Francavilla’s art depicting the World of the Knight is haunting, as one should expect. His penciling gives the setting fantastic textures as it casts the bright and optimistic Man of Steel in this strange new world. Even as the setting is dark, Francavilla’s colors pop out in some great ways, giving it fantastic neo-noir vibes. Pelletier and Gray likewise do a great job at depicting the World of Tomorrow in starkly different ways. Superman’s world is bright, vivacious, and full of color and action. With both distinct art styles, the reader is even more immersed in these worlds.

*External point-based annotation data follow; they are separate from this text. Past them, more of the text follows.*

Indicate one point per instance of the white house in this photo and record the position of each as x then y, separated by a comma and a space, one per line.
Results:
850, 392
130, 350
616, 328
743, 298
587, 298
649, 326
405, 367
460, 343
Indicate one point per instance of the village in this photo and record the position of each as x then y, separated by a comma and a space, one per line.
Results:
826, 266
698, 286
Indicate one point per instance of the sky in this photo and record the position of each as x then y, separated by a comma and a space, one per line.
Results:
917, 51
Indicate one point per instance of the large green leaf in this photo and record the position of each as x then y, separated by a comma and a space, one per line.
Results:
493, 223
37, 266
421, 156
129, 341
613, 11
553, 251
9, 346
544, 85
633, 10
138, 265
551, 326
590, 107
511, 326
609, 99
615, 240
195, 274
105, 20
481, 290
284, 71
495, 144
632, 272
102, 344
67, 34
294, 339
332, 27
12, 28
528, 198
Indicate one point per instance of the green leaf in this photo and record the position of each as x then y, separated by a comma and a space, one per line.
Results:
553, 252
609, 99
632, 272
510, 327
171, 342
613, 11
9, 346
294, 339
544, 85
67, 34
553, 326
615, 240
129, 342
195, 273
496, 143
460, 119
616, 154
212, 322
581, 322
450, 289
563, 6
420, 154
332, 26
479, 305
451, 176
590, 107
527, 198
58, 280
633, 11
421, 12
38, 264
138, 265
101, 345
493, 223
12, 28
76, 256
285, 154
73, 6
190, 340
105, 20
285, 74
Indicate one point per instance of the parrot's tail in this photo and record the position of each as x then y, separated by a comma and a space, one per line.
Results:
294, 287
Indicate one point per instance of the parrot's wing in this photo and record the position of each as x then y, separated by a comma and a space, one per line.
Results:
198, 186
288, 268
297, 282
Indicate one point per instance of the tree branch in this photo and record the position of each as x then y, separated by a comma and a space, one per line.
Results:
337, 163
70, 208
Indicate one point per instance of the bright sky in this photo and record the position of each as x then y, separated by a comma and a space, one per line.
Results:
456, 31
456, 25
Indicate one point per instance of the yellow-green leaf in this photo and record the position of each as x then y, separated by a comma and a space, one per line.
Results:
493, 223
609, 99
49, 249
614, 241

Troy Peteri does a great job lettering both stories. Even when there’s a lot of information being given in the dialogue, he manages to make sure it doesn’t interfere with the action. Additionally, the monologue boxes for both Batman and Superman are done really well, with good coloring on their boxes to distinct their monologues from the other dialogue. It’s the finishing touch on making Batman/Superman Annual 2021 #1 a fantastic read.

Batman/Superman Annual 2021 #1 is a tremendous and fascinating look at what happens when you mix and change key things to the worlds of Batman and Superman. Yang is masterful at creating and depicting these variations of the DC Universe while putting its most iconic heroes through new and unique challenges. The art by Francavilla, Pelletier, and Gray enriches these issues and the worlds they depict tremendously, immersing readers even further into Yang’s stories. Capped off by Peteri’s excellent lettering, this is one issue of a Batman/Superman adventure you don’t want to miss.

Batman/Superman Annual 2021 #1 is available now wherever comics are sold.


Batman/Superman 2021 Annual #1
4.5

TL;DR

Batman/Superman Annual 2021 #1 is a tremendous and fascinating look at what happens when you mix and change key things to the worlds of Batman and Superman. Yang is masterful at creating and depicting these variations of the DC Universe while putting its most iconic heroes through new and unique challenges. The art by Francavilla, Pelletier, and Gray enriches these issues and the worlds they depict tremendously, immersing readers even further into Yang’s stories. Capped off by Peteri’s excellent lettering, this is one issue of a Batman/Superman adventure you don’t want to miss.